Eco-driving is considered one of the promising techniques for enhancing vehicle energy and traffic efficiency. However, most research efforts have focused on predefined traffic conditions, overlooking the impact of time-varying traffic states while being constrained by the computational capabilities of onboard controllers. To bridge this gap, leveraging the vehicle-to-cloud (V2C) technique, this paper proposes a traffic-aware hierarchical eco-driving approach for connected hybrid electric vehicles (HEVs) with joint speed planning and energy management strategy. In the cloud server, future traffic flow speed, serving as dynamic traffic constraints, is predicted based on a dynamic mode decomposition (DMD) algorithm. Subsequently, a global eco-speed planner employs chance-constrained programming to account for traffic prediction uncertainty and determines the ego vehicle's speed trajectory over a moving distance horizon. In the onboard controller, power allocation between the engine and electric motor is optimized using model predictive control (MPC) while tracking the global planned speed trajectory. The effectiveness of the proposed traffic-aware eco-driving approach is evaluated in both free-flow highway and signalized intersection scenarios.
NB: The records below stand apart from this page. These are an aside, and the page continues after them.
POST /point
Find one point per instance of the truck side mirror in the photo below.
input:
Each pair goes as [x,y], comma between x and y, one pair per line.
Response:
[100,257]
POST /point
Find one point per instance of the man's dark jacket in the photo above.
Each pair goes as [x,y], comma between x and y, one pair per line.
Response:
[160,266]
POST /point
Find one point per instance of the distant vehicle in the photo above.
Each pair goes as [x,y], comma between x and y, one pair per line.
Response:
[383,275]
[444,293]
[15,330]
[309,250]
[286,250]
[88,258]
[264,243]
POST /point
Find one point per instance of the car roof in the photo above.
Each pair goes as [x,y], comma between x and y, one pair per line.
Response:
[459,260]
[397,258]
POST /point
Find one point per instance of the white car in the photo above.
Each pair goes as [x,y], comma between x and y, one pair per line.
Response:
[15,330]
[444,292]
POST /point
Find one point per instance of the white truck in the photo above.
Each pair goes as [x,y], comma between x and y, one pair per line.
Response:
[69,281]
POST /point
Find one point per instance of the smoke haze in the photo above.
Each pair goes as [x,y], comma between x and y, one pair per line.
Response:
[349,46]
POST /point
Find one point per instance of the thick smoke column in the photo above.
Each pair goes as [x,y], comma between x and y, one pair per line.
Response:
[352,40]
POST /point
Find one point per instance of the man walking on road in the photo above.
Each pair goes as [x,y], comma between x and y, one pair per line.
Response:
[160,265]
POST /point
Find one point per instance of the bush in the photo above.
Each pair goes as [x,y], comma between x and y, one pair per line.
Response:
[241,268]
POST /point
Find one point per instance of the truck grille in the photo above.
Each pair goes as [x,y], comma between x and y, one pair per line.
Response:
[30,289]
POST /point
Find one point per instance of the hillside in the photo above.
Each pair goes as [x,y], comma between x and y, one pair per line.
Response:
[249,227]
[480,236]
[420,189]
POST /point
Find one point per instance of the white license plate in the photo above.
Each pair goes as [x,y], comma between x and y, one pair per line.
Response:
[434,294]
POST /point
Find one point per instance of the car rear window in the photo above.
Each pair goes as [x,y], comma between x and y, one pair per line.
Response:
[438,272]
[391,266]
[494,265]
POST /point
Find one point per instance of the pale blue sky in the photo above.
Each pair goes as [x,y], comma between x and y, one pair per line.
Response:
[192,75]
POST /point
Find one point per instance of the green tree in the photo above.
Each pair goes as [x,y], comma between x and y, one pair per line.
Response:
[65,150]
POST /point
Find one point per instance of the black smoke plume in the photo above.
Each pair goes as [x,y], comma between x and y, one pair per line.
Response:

The numerical results demonstrate that, compared to the modified intelligent driver model (modified IDM), the proposed eco-driving approach significantly enhances fuel economy and driving comfort. Furthermore, in a multi-intersection scenario with traffic constraints, the proposed approach substantially improves the control robustness, achieving energy savings of 75.09 % relative to the modified IDM strategy.